News website Journal du Coin estimated the loss at nearly €60 million (~£51.50 million), without confirmation from the association. Between an expertly pulled-off scam and a real stroke of fate, it is difficult to figure out what happened in this case. Let’s have a look at some elements together.
BFMTV contacted former employees of the association to obtain information about the case. It seems that the association invested considerably in its sales team in order to find new customers; nothing really out of the normal. Nevertheless, and this is where the problem lies, the association promised a 10% annual yield. Compared to going 0.5% rate at the highstreet banks, it is difficult to resist this temptation when you are a beginner in the space!

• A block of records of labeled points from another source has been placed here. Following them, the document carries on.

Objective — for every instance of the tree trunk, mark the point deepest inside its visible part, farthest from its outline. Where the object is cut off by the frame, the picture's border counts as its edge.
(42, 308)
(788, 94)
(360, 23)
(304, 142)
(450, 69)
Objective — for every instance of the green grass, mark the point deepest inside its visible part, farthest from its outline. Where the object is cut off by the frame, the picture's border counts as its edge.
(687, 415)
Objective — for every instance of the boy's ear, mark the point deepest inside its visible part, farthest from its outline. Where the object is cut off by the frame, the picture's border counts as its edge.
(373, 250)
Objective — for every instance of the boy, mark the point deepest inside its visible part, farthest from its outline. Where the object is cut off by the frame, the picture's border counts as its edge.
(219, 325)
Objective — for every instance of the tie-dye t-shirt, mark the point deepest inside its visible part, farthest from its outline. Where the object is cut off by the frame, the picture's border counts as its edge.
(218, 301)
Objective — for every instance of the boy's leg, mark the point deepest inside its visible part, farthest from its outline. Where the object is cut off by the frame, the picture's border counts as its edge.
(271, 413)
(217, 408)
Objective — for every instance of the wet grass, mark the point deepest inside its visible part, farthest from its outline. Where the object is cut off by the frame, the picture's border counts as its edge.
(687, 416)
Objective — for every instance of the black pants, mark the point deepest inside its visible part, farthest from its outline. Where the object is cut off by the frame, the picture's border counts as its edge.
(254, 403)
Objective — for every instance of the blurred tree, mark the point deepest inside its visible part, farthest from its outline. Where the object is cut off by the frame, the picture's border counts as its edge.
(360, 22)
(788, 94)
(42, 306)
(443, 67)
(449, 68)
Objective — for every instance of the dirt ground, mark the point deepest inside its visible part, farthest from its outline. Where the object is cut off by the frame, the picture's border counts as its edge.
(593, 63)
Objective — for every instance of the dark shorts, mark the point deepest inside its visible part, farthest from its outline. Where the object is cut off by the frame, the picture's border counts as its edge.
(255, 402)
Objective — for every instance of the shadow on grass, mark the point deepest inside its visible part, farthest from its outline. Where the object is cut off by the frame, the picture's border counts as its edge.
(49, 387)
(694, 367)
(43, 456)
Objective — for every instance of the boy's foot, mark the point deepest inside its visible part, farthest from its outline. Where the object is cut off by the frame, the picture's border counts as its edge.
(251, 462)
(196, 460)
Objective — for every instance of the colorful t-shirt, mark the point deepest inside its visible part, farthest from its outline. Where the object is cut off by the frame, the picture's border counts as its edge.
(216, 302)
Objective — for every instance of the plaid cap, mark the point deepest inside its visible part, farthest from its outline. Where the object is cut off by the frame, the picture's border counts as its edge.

Even though the stated returns are not extraordinary for decentralised finance (DeFi), it seems important to remember that these investments are subject to high risks. Entrusting your crypto to a third party adds an intermediary into the equation, and therefore more risk.
Following this event, a group complaint is underway against the association, with some customers having lost most of their life savings. We can’t repeat it enough: only invest what you can afford to lose.
Who is to blame?
The president of the association accuses Binance of having reset the account in which the crypto under management was stored. The platform responded to these accusations by explaining that the association had no accounts with them, and that Binance did not have a mechanism for ‘resetting’ accounts, as RR Crypto claims.
Everything therefore suggests that the president of RR Crypto, Vincent Ropiot – supposedly the only person with access to the accounts, has pulled the rug on investors.
Beyond the financial damage, this case reinforces the clichés about cryptocurrencies and the security of this kind of investment. In addition, as the association has been a partner of ADAN, the respresentative body of the French crypto industry, the question of the verification of its members has arisen, as this process has obviously not been as thorough as many would like.
While waiting for this matter to be resolved, use common sense when entrusting your money to a third party and researching whether an organisation and its potential partners are genuine. I’ll end by quoting Owen Simonin, a successful blockchain entrepreneur and YouTuber: “Fast money exists, but not easy money.”